By Jaspreet Kindra
GENEVA, 14 March 2013 (IRIN) - It takes more than weathermen and agriculture experts to design an effective drought response policy. Recognizing this, the World Meteorological Organization (WMO) invited social scientists and economists to the 11-15 March High Level Meeting on National Drought Policy, at which ministers and other officials are expected to draw up a framework that countries can adapt and mould for their individual use.
The meeting has underscored the need for a multi-sectoral approach. Drought affects all of society, from agriculture to industry. Both villagers’ and urban residents’ electricity, water supply, income and food might depend on the amount of rainfall in their country.
Drought kills and displaces more people than cyclones, floods and earthquakes combined, making it the world’s most destructive natural hazard, according to WMO. As the world’s climate changes, drought intensity and frequency are expected to increase, said Michel Jarraud, the WMO secretary-general.

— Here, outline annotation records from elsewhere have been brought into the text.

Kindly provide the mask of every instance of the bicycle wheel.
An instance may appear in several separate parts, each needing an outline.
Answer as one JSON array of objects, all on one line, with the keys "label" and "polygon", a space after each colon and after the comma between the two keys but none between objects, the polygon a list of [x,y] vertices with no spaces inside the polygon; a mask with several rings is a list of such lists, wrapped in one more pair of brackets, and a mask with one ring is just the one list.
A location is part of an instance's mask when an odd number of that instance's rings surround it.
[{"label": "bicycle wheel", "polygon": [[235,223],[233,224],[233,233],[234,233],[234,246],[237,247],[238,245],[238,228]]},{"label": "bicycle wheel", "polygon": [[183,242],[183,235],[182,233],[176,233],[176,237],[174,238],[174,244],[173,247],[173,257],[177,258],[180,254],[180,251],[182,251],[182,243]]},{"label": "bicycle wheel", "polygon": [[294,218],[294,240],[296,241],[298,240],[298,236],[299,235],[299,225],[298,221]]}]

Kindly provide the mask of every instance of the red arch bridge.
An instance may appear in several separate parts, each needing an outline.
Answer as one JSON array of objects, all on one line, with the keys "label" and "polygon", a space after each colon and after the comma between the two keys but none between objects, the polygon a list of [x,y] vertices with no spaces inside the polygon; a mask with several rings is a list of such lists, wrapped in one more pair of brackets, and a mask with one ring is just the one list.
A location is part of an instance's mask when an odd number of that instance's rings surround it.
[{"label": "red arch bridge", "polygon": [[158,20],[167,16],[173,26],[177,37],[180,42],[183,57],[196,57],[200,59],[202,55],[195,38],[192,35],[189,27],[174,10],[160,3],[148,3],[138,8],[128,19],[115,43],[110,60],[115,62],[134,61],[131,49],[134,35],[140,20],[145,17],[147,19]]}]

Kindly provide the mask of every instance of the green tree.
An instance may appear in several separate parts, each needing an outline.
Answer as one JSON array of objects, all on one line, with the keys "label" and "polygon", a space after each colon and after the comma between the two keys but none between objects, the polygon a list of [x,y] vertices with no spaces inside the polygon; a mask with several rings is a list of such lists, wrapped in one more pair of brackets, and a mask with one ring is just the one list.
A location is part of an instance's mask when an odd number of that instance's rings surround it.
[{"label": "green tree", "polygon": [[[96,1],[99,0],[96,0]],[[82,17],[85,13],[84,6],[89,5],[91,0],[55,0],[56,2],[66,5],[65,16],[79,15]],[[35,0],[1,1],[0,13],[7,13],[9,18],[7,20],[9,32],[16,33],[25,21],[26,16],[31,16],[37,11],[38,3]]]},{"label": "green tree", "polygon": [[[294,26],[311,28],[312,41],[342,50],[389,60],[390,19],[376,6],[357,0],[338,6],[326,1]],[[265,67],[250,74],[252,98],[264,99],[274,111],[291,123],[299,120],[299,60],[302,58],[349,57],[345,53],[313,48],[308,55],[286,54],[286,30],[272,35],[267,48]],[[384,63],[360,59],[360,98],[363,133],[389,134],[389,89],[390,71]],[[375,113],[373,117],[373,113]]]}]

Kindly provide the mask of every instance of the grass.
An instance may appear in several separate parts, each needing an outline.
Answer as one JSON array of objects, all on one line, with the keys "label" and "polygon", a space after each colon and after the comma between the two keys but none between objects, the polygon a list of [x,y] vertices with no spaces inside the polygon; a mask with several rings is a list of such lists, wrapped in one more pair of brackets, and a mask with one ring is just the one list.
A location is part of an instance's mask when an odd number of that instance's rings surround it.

"Without national drought policies, countries will continue to respond to drought in a reactive way, or, in other words, they will stay in a constant crisis-management mode," said Robert Stefanski, chief of WMO's agrometeorology division. "The goal is for countries to be resilient and not be totally dependent on relief to deal with droughts. Of course, relief will be a factor, but it should not be the only way countries to deal the droughts or other disasters."
The economic, social and environmental consequences of droughts have increased significantly worldwide. The World Bank predicts that in Malawi, for instance, severe droughts expected to occur once in 25 years could increase poverty by 17 percent, hitting rural poor communities especially hard. And in India, losses from droughts recorded between 1970 and 2002 have reduced the affected households’ yearly incomes by 60 to 80 percent.
Getting development right
A good national drought policy is a good national development policy, says Anantha Kumar Duraiappah, who heads the International Human Dimensions Programme on Global Environmental Change. The objectives of both drought policy and development policy are the same: to make populations and systems resilient enough to withstand drought - or other shocks - and continue to grow.
It is about getting sustainable development right, said Bai-Mass Taal, the executive secretary of the African Ministers’ Council on Water, who led Africa’s discussions on the elements of a good drought policy framework.
“A drought policy is about integrated land and water management, which in turn is about sustainable use of water and land. And it is also about all other sectors - such as health and the economy - working together,” said Taal, who served as Gambia’s minister of fisheries and natural resources until a few years ago. “It is not just an environmental or agricultural issue anymore.”
A drought in a major food-producing region can have wider global ramifications, as the 2012 drought in the US demonstrated, pushing prices of major staple grains to record levels, affecting not only people’s access to food in many countries but also their economies.
Donald Wilhite, who teaches applied climate science at the University of Nebraska and gave the keynote talk on the first day of the meeting, said the development of a national drought policy “should be linked to national development and national water policies, if they exist. This process is about building institutional capacity in many areas.”
Many countries have early warning systems in place to predict droughts. But an early warning system “is worthless without a mechanism to engage decision-makers at all levels and the institutional capacity to deliver messages in a timely manner."
And the engagement should move beyond sectors.
Siddharth Chatterjee, of the International Federation of Red Cross and Red Crescent Societies (IFRC), pointed out that “as droughts affect all of the three pillars of sustainable development - economic, social and the environment”, governments will require a framework “to craft a country-specific national drought policy”. They must also balance “between a top-down and bottom-up approach, keeping vulnerable populations at the centre of their focus” by, for example, consulting with civil society.
But climate is growing increasingly variable, making it difficult to plan a response, said Gideon Galu, a scientist with the Famine Early Warning Systems Network (FEWS NET). FEWS NET, which provides early warning data for most countries in Africa, has started offering possible scenarios to governments and aid agencies to help them plan.
Rainfall can vary from village to village, says Hilary Motsiri, IFRC’s senior officer on food security. “We need to bring the communities to the table in the consultations on a drought policy to identify their needs.”
Communities also have indigenous knowledge and coping mechanisms that need to be strengthened and built upon. “You just cannot hand rain gauges to them to monitor rainfall - many of them have their own ways to measure rainfall and have even maintained communal grain reserves in the past.”
Faced with increasing climate variability, Australia - one of the few countries to have had a drought policy in place since the 1990s - has engaged in major reforms, conference participants heard. The country now intends to offer a constant package of safety-net measures to farmers and rural communities that are vulnerable to drought. Previously, the measures only kicked after a drought was declared.
The package, which provides technical support to farmers and their families and an exit plan should they wish to leave farming, aims to make them resilient and not dependent on government support.
Ultimately, countries have to decide what will work best for them, said Taal. “But it is going to be a tough challenge to make people think beyond their sectors and drive an effective drought policy. It needs tremendous political will at the very top to make this possible.”